Утренний иней - Страница 7
Но ведь сколько времени Ветке понадобится, чтобы добраться до Каменского интерната, который неизвестно где, и спросить не у кого! А потом еще придется все объяснять Насте. А Ирина что за это время наворочает? Может быть, она уже сообщила в милицию о Веткиной пропаже, может быть — самое ужасное, — сообщила родителям, и они уже летят домой самолетом!
И пирожных-то теперь все равно у Ветки нет, плюхнулись в лесу. Ни пирожных, ни коврижек, ни лимонада. А денег осталось только на автобусный билет.
В конце концов, почему Веткина семья должна разлететься в пух и прах из-за какой-то легкомысленной девчонки, удравшей из дому? Мало ли жизнь подсовывает и еще наверняка будет подсовывать всякие глупые истории. Нельзя же впутываться во все!
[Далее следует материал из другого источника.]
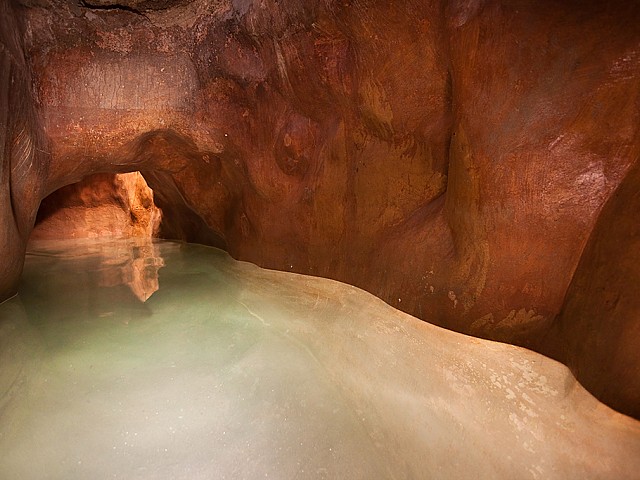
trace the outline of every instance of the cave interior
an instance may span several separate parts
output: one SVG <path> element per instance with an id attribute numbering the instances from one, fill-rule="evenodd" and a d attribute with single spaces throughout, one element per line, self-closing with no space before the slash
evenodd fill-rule
<path id="1" fill-rule="evenodd" d="M 0 300 L 30 239 L 338 280 L 640 419 L 640 3 L 0 0 Z"/>

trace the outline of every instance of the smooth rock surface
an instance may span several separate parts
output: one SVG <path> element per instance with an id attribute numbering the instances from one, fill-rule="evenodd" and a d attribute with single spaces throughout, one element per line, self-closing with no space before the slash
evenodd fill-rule
<path id="1" fill-rule="evenodd" d="M 640 418 L 640 164 L 602 210 L 547 336 L 581 383 L 613 408 Z M 560 339 L 569 339 L 562 342 Z"/>
<path id="2" fill-rule="evenodd" d="M 640 423 L 539 354 L 212 248 L 30 250 L 2 478 L 638 478 Z"/>

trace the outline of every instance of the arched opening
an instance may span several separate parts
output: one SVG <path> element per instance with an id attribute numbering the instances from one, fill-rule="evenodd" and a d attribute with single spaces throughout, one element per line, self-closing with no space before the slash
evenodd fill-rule
<path id="1" fill-rule="evenodd" d="M 27 251 L 46 250 L 50 241 L 92 239 L 125 240 L 119 260 L 100 269 L 98 284 L 128 287 L 142 302 L 158 290 L 164 266 L 154 239 L 226 247 L 171 177 L 153 170 L 94 173 L 55 190 L 40 204 Z"/>
<path id="2" fill-rule="evenodd" d="M 140 172 L 97 173 L 42 200 L 28 251 L 37 254 L 57 240 L 127 239 L 118 258 L 96 269 L 97 284 L 126 287 L 146 302 L 158 290 L 158 270 L 164 266 L 152 241 L 161 220 L 162 210 Z"/>
<path id="3" fill-rule="evenodd" d="M 42 200 L 31 239 L 154 238 L 161 221 L 140 172 L 97 173 Z"/>
<path id="4" fill-rule="evenodd" d="M 153 170 L 94 173 L 40 203 L 30 241 L 163 238 L 226 250 L 226 242 L 187 205 L 170 175 Z"/>

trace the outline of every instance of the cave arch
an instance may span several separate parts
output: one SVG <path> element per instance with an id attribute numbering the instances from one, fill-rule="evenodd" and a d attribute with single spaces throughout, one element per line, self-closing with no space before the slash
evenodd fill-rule
<path id="1" fill-rule="evenodd" d="M 89 175 L 42 200 L 30 239 L 157 237 L 153 197 L 140 172 Z"/>
<path id="2" fill-rule="evenodd" d="M 30 240 L 142 237 L 226 248 L 224 240 L 180 202 L 170 177 L 162 183 L 158 173 L 146 175 L 158 191 L 139 171 L 94 173 L 55 190 L 42 200 Z"/>

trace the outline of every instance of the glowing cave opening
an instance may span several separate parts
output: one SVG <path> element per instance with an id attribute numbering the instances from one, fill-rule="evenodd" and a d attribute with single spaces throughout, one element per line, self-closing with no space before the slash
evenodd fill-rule
<path id="1" fill-rule="evenodd" d="M 161 221 L 140 172 L 98 173 L 42 200 L 31 239 L 154 238 Z"/>

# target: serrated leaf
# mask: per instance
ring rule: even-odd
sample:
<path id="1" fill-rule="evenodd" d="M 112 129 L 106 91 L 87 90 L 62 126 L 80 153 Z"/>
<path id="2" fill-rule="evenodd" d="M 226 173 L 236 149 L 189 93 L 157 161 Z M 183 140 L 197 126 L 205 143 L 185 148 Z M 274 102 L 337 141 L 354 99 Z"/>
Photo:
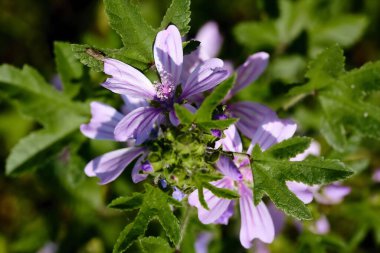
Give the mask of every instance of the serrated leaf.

Благоразумная рассудительность Ирины, та самая, всегда раздражающая Ветку рассудительность, неизменно рекомендующая Ветке считаться с обстоятельствами и не лезть не в свое дело, на этот раз одержала победу над Веткой, найдя путь к ее сердцу через ее же, через Веткины пятки. И Ветка прибавила ходу.
2. ВЕНОК ИЗ ЦВЕТОВ
Сверху овраг казался не таким глубоким, каким был на самом деле. Пышные кусты, росшие на его склонах, смыкались своими верхушками, образуя прозрачную светло-зеленую крышу. Но чуть пониже — еще одну, а ниже — еще одну. Словно у оврага было еще одно дно, и еще одно, и еще. И если смотреть, не вглядываясь внимательно, сверху, с края, то можно было увидеть лишь ложную, ненастоящую его глубину.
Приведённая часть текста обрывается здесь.